Инженер-полярник рассказывает о вахтах в Антарктиде

Александр, инженер-полярник, 37 лет

Краснодарский край

Кейптаун, айсберги размером со стадион и вертолеты с картошкой

Помню, как мы первый раз подошли к Антарктиде. Мне все показывают: «Вот она! Да вот же она!» А впереди просто белая мгла — небо такого же цвета, что и материк. И только совсем близко стало заметно механиков на берегу, которые жгли сигнальные огни в бочках. А мы только недавно вышли из Кейптауна, где было тепло и красиво. И тут тебе раз, и айсберги размером с два стадиона.

Я живу в Краснодарском крае, в станице Крыловская, недалеко от знаменитой Кущевки. Отучился на радиотехническом, потом получил высшее заочное на Гидрострое. Заработки у нас в крае небольшие, шибко жизнь не построишь. И многие уезжают — кто на алмазные прииски, а кто, как я, на севера.

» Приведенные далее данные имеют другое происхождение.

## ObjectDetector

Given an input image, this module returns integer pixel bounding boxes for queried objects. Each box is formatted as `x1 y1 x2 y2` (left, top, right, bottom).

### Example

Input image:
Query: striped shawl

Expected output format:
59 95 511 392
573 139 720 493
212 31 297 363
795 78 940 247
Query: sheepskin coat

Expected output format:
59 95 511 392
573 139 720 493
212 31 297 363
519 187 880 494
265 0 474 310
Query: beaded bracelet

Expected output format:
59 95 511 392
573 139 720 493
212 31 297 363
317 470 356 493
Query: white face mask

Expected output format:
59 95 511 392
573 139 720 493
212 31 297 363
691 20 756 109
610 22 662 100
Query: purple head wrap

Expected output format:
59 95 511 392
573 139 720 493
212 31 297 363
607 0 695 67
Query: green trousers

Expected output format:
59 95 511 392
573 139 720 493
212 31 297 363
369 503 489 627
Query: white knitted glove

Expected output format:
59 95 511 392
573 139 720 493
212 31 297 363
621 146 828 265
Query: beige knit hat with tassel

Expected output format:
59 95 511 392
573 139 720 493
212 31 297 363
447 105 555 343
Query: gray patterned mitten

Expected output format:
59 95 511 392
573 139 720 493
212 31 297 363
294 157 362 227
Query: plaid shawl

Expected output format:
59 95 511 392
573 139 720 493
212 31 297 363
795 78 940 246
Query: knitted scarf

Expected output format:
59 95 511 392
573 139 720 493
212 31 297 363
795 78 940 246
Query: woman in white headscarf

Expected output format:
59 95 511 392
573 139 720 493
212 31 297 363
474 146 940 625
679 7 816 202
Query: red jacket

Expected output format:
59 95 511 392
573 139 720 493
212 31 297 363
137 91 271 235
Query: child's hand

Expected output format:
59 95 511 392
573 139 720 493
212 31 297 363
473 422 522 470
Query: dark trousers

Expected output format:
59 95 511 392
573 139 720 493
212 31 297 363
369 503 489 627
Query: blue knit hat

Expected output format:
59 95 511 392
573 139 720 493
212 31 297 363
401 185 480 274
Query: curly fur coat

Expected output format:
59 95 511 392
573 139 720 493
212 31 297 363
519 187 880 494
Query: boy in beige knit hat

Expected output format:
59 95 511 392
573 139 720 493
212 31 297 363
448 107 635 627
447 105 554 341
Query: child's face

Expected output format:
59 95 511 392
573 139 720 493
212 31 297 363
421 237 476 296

В Антарктиде числятся 44 страны. Это материк, который покрыт льдом толщиной в две-три тысячи метров. Вы представляете, что такое материк? Там есть и нефть, и уголь, и золото. Если допустить дележку — будет война. Поэтому страны заключили договор о том, что Антарктида неприкосновенна. Оружие там запрещено, добывать ресурсы нельзя. Можно только производить научные исследования. Наши станции — Мирный, Прогресс, Восток, Беллинсгаузен, Молодежка и моя Новолазаревская.

В Антарктиду корабль выходит из Питера 1 ноября. 25 декабря он на месте. Делает круг по Антарктиде по всем нашим станциям — забирает старую смену полярников и развозит новую. Обратно выходит в апреле, а 6 июня —  снова в Питере. Когда корабль подходит к барьеру — так мы называем край материка — ледокол начинает ломать лед. Он отходит, разгоняется, идет вперед и проламывает немного льда, потом снова назад — так дня три по чуть-чуть добирается до людей, которые ждут на земле. Но новая смена полярников на корабле не дожидается, — их вместе с картошкой и мерзнущими продуктами перевозят вертолетами на станцию.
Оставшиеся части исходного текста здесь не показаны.